La spada in mano, l’uomo le si parò di fronte, frapponendosi tra lei e le iene; c’erano anche gli altri uomini, i marinai portoghesi e i due africani, che emersero dalle tenebre e le si piazzarono intorno, in posizione di difesa. «Aiutatela, maledizione!» gridò Judith. «Per l’amor del cielo, che qualcuno l’aiuti!»

L’uomo mascherato non proferì parola. Rimase fermo dov’era, la testa piegata di lato, l’unico occhio dietro il foro a fissare l’abominevole scena che aveva di fronte.

«Dammi la tua spada, l’aiuto io!» disse Judith.

Il viso dal ghigno lascivo si girò verso di lei. «Taci e guarda», ringhiò l’Avvoltoio, mentre uno dei marinai le strappava di mano il moschetto.

Una iena spiccò un balzo e serrò la mascella su un braccio di Ann, sopra il gomito. Lei barcollò sotto il suo peso, il viso che brillava nella penombra rischiarata dalle stelle, gli occhi che parvero fissare quelli di Judith per un’ultima volta, prima che venisse inghiottita dal vortice ringhiante, scomparendo.

«Vi prego!» disse Judith, ma capì che ormai non c’era modo di aiutare Ann. Le iene la stavano mangiando viva. Udì le loro mascelle serrarsi di scatto, le sentì ingoiare i brandelli di carne.

Ma continuò a guardare, gli occhi colmi di orrore, finché l’uomo mascherato segnalò ai suoi che dovevano mettersi in marcia.

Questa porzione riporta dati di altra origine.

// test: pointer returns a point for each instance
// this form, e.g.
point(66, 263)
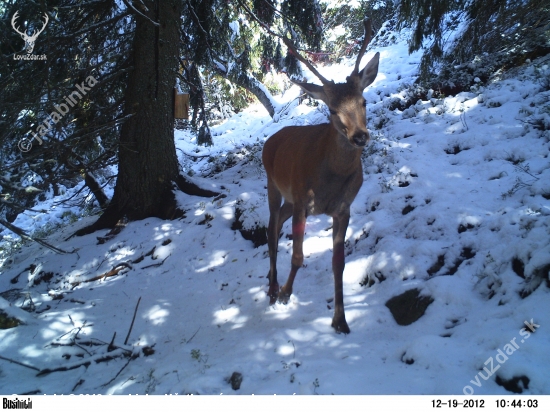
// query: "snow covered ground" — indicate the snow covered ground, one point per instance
point(454, 209)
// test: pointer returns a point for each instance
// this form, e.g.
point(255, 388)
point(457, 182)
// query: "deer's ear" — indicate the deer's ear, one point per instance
point(369, 73)
point(313, 90)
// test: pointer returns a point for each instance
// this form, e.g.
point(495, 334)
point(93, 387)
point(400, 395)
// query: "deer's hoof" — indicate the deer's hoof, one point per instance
point(340, 326)
point(284, 297)
point(273, 293)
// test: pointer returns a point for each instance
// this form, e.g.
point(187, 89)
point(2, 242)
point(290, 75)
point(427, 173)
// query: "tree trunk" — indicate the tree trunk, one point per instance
point(148, 168)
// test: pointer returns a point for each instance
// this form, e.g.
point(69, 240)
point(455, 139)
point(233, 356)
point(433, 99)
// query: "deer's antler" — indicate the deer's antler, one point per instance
point(13, 19)
point(34, 33)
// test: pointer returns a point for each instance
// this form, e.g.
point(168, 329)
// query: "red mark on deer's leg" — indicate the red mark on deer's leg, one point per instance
point(299, 227)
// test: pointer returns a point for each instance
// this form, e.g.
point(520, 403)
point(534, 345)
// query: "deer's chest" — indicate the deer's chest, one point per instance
point(333, 194)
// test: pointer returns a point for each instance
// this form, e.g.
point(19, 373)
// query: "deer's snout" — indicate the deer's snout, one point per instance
point(360, 139)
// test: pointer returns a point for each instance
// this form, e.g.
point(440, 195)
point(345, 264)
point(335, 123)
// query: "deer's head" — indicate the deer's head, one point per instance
point(345, 101)
point(29, 38)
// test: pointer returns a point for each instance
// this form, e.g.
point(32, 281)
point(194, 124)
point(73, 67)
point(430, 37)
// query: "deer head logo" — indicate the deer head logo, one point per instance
point(29, 38)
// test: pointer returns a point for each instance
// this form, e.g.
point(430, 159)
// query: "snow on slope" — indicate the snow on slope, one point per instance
point(455, 204)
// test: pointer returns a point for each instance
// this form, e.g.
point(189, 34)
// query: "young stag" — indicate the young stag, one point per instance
point(317, 170)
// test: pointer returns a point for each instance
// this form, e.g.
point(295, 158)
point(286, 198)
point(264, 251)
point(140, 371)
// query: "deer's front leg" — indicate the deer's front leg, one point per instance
point(298, 228)
point(339, 227)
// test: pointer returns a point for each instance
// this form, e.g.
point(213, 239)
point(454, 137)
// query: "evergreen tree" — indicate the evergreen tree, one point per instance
point(498, 33)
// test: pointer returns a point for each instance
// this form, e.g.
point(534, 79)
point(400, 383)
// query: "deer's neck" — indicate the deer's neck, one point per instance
point(343, 158)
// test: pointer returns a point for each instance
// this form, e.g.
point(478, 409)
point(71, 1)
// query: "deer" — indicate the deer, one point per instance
point(29, 39)
point(316, 169)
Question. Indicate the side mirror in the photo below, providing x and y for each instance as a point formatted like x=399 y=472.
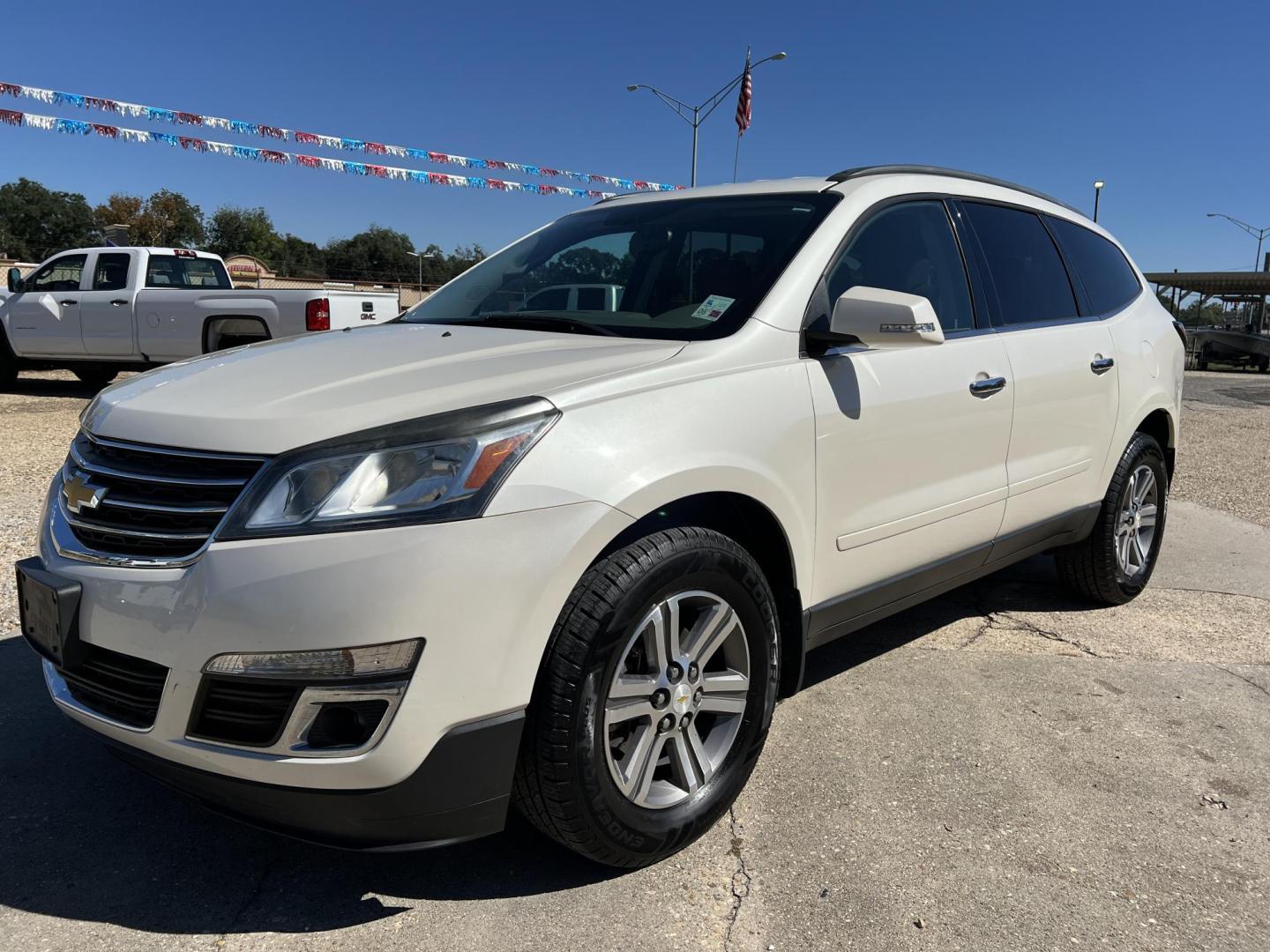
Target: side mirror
x=882 y=319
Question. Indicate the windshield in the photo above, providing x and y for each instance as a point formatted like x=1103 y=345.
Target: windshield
x=684 y=270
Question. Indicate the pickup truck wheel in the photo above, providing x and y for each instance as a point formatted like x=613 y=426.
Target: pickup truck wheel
x=95 y=376
x=1114 y=564
x=653 y=701
x=8 y=362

«Sei stata fortunata che uno dei neri abbia fiutato il fumo del tuo fuoco nell’aria», le disse l’ufficiale anziano. «Altrimenti a quest’ora quei diavoli si starebbero mangiando te e il tuo bambino.»

Judith non replicò, ormai senza parole. Si posò le mani sul ventre, premendo la carne in cerca di un piedino o una manina, disperatamente ansiosa di toccare il suo piccolo e assicurargli che adesso erano al sicuro.

In cuor suo però sapeva che erano rassicurazioni infondate: l’istinto le diceva che, per quanto lei avesse sofferto fino a quel momento, il futuro le riservava ben di peggio.